Taiwan was listed as the number-one country in Asia in terms of overall competitiveness in the 2003-2004 Global Competitiveness Report released this week by the World Economic Forum (WEF). Globally, Taiwan ranks fifth. The main reason for Taiwan's high ranking among the 102 countries listed is that it performed very well in the technological arena, ranking third in the world behind the US and Finland. Taiwan's high ranking in the report has swept away the gloom caused by several years of economic downturn and concern about long-term economic sluggishness and higher unemployment. It has also discredited those singing the demise of Taiwan's economy.
In 2000, Taiwan's overall competitiveness ranked 11th globally. The country then leapt to seventh place in 2001, and then to fifth last year and this year. There has been continual progress. Beating Japan and Singapore in particular is no small achievement. Feelings of satisfaction and vindication aside, the results of the WEF evaluation need to be carefully studied, defects found in Taiwan's performance and the government and political parties called upon to rectify them.
Although Taiwan has been strong on the technological front, there is still much room for improvement. After several years of joint efforts by both ruling and opposition parties, Taiwan has achieved impressive results in IT and high-tech industries.
Taiwan commands a niche in the global market for high-tech products such as notebook and desktop computers, computer accessories, display panels, liquid crystal display monitors, disk drives, wireless products and mobile phones. Particularly noteworthy is the domination of the global chip foundry industry by Taiwan Semi-conductor Manufacturing Co and United Microelectronics Corp.
However, Taiwan's industries are still relying on other people's production systems, components and technologies. Even though original equipment manufacturing chip production has reached high standards, Taiwanese firms cannot participate in the setting of specifications. Their influence in global technology industries is limited, and they lack brand names of their own -- a problem that has been debated for a long time.
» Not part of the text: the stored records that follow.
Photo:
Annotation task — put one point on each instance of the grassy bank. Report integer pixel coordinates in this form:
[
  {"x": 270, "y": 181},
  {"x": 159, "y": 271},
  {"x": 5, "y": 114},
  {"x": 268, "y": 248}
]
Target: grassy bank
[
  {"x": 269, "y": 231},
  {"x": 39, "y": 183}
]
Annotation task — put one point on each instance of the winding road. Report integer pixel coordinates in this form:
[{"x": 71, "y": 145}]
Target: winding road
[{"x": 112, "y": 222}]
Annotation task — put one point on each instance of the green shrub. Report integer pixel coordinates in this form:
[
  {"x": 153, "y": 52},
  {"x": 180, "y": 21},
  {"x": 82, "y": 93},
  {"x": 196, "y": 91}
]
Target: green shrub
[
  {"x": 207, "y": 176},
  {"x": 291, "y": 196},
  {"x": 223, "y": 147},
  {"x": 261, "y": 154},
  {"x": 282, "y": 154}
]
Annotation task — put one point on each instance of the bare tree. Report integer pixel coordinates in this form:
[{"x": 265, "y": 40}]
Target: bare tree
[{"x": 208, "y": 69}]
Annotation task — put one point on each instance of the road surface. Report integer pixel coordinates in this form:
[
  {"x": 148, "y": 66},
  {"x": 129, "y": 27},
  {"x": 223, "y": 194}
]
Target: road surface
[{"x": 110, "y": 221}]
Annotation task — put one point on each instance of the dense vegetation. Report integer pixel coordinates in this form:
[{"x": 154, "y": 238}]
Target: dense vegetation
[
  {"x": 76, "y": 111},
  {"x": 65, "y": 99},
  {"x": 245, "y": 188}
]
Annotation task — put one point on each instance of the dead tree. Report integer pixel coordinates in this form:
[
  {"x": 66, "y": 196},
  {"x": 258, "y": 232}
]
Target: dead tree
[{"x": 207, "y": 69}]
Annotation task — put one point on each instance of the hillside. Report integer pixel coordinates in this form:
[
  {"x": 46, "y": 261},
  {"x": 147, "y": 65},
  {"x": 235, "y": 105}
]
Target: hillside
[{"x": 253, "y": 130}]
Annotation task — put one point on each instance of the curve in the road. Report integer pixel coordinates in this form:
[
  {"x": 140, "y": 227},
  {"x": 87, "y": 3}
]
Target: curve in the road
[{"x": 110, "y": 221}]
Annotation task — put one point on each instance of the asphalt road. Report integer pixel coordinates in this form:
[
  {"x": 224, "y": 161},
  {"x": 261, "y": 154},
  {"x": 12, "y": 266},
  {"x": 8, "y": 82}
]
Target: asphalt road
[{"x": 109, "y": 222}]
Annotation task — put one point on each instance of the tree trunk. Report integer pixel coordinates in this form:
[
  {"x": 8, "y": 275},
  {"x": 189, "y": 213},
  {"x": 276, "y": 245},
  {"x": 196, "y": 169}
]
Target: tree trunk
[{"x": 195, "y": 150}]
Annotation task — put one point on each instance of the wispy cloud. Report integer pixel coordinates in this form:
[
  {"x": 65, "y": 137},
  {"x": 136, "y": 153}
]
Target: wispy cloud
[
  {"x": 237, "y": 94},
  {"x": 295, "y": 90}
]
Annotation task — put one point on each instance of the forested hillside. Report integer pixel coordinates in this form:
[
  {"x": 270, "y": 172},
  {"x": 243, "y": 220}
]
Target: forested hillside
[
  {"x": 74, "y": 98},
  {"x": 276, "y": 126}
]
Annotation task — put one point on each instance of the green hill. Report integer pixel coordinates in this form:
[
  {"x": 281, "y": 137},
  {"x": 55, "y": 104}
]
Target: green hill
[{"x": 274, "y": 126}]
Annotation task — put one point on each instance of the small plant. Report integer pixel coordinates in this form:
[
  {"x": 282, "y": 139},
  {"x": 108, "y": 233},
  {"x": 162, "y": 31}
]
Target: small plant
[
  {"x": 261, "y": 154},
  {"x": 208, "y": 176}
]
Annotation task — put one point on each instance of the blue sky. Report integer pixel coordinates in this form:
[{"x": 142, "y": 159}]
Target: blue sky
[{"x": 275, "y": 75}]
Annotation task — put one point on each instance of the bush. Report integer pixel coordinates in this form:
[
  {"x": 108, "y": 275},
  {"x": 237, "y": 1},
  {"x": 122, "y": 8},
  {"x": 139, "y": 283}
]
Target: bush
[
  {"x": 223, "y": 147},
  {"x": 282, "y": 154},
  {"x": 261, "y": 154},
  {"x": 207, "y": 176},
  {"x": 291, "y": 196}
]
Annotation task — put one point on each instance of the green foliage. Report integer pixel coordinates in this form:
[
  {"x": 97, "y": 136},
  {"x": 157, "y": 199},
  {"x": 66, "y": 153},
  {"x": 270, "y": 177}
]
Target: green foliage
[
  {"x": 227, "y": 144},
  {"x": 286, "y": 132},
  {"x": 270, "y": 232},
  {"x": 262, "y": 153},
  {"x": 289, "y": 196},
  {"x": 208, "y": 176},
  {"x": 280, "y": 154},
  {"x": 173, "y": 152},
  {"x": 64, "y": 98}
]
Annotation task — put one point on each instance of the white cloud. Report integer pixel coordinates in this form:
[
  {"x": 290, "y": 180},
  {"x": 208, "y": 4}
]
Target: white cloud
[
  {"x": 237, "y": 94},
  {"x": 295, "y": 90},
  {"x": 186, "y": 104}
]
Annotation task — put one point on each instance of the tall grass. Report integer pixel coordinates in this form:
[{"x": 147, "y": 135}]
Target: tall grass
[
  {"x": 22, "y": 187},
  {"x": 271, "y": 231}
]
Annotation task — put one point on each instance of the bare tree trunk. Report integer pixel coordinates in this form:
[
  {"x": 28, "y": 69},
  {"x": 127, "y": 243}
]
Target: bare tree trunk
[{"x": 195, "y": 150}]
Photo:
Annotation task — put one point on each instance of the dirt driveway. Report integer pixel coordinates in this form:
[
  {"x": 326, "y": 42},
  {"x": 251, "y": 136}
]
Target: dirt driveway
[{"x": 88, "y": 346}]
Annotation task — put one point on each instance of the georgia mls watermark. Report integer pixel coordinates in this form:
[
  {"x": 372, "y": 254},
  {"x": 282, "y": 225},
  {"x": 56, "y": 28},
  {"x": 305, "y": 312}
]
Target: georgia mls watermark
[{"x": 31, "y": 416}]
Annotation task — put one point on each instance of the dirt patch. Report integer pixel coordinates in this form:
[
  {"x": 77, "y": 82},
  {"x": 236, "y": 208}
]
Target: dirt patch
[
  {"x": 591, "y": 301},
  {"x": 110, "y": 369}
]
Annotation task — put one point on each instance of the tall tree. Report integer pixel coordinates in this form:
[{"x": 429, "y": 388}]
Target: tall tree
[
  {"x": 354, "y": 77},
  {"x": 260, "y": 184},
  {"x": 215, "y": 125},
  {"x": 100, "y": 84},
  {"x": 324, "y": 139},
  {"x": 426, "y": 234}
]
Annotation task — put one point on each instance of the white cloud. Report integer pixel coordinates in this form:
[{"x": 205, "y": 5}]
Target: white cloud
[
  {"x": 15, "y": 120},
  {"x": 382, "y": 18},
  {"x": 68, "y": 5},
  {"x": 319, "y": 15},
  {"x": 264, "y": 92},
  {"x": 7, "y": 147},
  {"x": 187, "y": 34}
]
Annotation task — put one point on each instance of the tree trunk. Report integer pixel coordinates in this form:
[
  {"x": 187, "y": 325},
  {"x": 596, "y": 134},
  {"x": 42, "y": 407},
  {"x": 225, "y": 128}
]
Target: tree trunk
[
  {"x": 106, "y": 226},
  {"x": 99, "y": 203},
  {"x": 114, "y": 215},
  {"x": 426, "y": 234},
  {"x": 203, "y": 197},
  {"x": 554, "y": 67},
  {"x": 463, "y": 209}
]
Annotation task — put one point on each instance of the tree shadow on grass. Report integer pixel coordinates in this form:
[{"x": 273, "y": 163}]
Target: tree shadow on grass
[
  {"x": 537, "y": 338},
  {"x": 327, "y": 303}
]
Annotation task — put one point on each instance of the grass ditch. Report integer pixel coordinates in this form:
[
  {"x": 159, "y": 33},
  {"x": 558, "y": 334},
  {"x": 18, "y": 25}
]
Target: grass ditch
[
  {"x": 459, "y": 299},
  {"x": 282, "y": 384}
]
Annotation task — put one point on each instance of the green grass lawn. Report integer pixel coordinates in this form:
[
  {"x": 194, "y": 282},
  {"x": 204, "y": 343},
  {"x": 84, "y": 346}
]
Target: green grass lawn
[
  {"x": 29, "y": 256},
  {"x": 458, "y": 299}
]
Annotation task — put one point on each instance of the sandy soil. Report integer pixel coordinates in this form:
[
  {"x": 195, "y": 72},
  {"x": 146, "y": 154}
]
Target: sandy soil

Even though Taiwan is viewed internationally as Asia's leader in terms of research and development capabilities, China pumped almost US$60 billion into research and development in 2001 -- the third-largest amount in the world after the US and Japan, according to a study by the Organization for Economic Co-Operation and Development. The large Chinese investment was sourced not only from local Chinese firms but also from foreign enterprises as well. This is an indicator of China's research and development potential in the technology sector. Neither the government nor the private sector should underestimate the possible threat posed by the other side of the Taiwan Strait in respect to technology industries.
The brilliant performance of Taiwan's private enterprises -- including in technology indices and the subtlety of business operations and strategies -- has garnered a positive evaluation from the WEF. However, despite some improvement, Taiwan's standing remains relatively slack in government efficiency, its economic and business environments and its credit rating.
While the administration has some soul-searching to do, all in all, Taiwan's high ranking in the WEF report has been a welcome shot in the arm for Taiwan's economy. Rather than engaging in a war of words, the government and opposition parties should work at fortifying the economy so that Taiwan's competitiveness can grow further and that standards of living may improve.